Safe and Secure Investing

Many people ask for investing advices before they put their money into some form of investment. They usually focus on the kind of investment they have to make, thinking that is the major component in investing. Investing is not a product. Investing is rather a plan, and the reason why people don’t get rich is not because they are not earning enough.

It is because they don’t have a plan to become rich. The reality is most people plan to get poor. They work for their whole life and when they retire they have a plan to become poor. Whenever you plan, you should focus on making it Safe and secure, comfortable and it should be a plan to become rich. Most educated people have a plan to become safe and secure because of their pension plans. To be comfortable they may invest in real estate or pick and choose a stock.

There is a big difference between rich people who are employees, self-employed and businesspersons, even if they earn the same amount of money. It all depends on how the money is made. All of the above people make their money in different ways. Because of this the businessperson is miles ahead of the others. He is going to exceed the wealth capability because he has full control over how the money is made. As the employee and the self- employed have no control over how they make the money or the various entities, they can’t increase the amount of money they make.

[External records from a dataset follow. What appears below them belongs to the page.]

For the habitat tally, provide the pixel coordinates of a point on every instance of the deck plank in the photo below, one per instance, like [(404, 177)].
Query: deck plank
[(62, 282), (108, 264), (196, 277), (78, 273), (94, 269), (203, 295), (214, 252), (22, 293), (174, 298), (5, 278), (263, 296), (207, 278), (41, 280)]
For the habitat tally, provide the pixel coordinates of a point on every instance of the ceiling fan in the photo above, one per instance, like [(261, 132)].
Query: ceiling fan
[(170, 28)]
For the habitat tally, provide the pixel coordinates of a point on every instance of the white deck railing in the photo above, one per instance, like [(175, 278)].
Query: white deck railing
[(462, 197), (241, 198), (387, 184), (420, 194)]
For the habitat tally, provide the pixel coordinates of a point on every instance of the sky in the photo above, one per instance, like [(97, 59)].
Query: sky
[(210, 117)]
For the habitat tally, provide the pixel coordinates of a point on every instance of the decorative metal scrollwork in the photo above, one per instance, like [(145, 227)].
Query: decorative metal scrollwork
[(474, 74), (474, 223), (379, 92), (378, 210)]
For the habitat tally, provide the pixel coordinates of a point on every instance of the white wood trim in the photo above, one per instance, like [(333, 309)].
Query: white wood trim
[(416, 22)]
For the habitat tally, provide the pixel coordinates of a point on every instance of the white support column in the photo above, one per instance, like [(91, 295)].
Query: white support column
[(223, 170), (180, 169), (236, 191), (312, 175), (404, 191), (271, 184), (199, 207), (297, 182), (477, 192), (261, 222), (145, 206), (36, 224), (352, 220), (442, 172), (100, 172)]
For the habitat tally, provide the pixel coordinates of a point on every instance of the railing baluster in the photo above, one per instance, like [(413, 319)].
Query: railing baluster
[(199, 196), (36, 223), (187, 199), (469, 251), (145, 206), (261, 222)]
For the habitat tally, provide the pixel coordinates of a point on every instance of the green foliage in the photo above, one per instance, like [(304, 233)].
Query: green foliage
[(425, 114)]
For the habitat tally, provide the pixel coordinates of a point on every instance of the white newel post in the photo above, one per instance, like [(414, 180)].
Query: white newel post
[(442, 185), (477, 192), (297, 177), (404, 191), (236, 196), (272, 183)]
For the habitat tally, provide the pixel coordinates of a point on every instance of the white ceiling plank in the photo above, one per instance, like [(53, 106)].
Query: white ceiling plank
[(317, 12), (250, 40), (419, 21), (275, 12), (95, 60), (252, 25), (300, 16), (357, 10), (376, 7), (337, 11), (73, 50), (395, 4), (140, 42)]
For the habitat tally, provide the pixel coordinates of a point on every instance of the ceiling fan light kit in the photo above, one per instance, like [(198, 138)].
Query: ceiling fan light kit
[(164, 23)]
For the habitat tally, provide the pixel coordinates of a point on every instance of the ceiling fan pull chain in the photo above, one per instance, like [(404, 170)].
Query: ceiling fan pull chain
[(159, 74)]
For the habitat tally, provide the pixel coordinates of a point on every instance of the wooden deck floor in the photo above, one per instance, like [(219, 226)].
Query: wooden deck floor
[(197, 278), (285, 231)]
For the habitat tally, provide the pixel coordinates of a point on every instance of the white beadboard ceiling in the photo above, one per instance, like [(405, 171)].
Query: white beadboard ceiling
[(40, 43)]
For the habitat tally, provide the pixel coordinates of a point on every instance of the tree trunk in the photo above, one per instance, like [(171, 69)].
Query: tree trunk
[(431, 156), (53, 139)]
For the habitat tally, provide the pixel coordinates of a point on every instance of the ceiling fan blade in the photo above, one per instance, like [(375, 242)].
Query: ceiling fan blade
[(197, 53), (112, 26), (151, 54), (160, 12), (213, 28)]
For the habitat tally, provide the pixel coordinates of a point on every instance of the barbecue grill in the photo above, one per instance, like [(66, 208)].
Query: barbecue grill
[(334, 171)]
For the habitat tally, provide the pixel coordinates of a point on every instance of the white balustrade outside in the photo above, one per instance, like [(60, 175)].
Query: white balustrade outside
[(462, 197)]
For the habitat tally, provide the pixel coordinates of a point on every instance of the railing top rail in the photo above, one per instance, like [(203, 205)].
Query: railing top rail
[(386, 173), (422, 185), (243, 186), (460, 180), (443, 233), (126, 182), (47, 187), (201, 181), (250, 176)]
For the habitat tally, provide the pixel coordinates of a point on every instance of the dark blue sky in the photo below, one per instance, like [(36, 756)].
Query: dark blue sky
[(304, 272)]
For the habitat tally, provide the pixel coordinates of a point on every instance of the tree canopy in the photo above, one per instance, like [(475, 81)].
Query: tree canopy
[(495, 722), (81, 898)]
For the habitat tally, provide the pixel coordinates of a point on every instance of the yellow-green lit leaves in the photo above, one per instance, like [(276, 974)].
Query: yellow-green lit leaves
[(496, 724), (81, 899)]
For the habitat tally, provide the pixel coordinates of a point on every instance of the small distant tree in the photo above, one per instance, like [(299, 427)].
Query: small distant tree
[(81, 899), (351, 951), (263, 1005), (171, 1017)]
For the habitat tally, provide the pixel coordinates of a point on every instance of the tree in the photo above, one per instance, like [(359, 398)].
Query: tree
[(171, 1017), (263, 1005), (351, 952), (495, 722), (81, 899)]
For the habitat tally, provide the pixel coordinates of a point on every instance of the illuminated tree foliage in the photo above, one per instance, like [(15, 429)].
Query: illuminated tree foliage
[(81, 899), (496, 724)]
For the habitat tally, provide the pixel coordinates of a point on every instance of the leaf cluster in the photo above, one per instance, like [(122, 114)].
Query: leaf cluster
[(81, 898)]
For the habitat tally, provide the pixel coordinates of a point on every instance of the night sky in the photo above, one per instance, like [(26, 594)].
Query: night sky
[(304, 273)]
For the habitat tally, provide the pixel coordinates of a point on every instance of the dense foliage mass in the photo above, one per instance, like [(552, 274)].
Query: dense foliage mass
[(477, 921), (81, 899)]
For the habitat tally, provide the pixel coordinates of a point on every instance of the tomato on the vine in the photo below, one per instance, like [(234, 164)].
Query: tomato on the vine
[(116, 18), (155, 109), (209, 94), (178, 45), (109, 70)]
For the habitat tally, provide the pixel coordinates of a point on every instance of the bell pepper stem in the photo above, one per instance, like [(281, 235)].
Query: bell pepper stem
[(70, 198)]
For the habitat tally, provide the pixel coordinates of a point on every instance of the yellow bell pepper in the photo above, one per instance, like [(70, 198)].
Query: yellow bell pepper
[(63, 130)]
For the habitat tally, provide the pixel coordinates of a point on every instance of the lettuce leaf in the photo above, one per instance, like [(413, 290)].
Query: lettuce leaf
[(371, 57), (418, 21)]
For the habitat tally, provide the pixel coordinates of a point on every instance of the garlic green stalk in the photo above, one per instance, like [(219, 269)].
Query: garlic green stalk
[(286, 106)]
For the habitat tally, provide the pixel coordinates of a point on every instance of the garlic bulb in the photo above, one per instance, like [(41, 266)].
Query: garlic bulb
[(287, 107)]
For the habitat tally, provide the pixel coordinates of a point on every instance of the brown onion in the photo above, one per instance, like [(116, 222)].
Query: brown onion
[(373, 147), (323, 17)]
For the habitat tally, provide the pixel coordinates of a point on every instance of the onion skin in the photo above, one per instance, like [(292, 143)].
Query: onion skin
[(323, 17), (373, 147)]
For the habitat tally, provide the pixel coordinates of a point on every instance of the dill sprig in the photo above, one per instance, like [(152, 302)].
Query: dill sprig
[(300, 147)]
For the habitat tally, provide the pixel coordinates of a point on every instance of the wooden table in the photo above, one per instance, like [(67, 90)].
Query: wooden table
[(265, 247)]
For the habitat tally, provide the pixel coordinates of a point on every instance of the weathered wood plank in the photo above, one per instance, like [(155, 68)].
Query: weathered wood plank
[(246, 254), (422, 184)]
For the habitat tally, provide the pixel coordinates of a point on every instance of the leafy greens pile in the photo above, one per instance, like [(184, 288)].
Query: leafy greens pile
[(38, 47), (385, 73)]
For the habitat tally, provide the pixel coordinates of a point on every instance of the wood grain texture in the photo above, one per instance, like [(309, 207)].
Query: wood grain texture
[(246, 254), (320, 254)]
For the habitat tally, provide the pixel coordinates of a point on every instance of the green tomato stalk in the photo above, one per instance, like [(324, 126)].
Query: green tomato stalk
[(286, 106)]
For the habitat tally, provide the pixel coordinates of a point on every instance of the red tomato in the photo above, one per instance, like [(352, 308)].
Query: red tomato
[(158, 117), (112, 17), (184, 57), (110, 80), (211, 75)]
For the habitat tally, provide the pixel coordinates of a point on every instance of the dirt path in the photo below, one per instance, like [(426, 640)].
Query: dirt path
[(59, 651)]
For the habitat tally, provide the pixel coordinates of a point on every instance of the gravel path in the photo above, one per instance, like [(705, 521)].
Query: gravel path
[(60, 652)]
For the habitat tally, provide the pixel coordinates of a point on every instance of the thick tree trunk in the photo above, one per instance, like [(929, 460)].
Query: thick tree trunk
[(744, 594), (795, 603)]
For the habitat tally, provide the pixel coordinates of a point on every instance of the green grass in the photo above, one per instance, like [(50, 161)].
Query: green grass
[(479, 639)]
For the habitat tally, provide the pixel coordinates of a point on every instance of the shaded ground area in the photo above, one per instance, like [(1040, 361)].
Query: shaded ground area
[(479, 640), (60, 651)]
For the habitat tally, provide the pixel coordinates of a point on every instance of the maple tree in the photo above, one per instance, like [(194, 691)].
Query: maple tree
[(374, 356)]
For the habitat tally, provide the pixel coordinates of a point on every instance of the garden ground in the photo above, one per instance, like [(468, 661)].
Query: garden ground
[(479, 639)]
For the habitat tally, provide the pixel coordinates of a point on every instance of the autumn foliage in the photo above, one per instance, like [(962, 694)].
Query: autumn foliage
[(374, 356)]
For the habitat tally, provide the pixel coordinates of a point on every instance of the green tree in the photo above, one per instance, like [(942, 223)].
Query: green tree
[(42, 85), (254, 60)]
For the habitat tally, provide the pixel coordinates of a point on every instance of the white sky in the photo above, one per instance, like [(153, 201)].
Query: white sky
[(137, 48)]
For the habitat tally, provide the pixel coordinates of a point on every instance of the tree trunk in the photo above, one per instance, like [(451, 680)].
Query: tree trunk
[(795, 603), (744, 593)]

Sometimes the employee makes more money in earlier life because of the safe and secure job. But if the businessperson understands and catches on, he can have a better income, because he can make more money and the tax is on his favor. Employees become frustrated when they know that they are stuck in the employee quadrant and they have to quit their job to get into the businessperson’s quadrant. While investing, it is important to consider the velocity of the money that we put in.

The velocity of investing tells us how fast we get the money back. For instance the money that is put in a pension plan is too slow in replacing itself. But if we think of money put in a piece of real estate, we can get the money back so fast and invest it in another property. Investments with a very low velocity have very little potential for growth.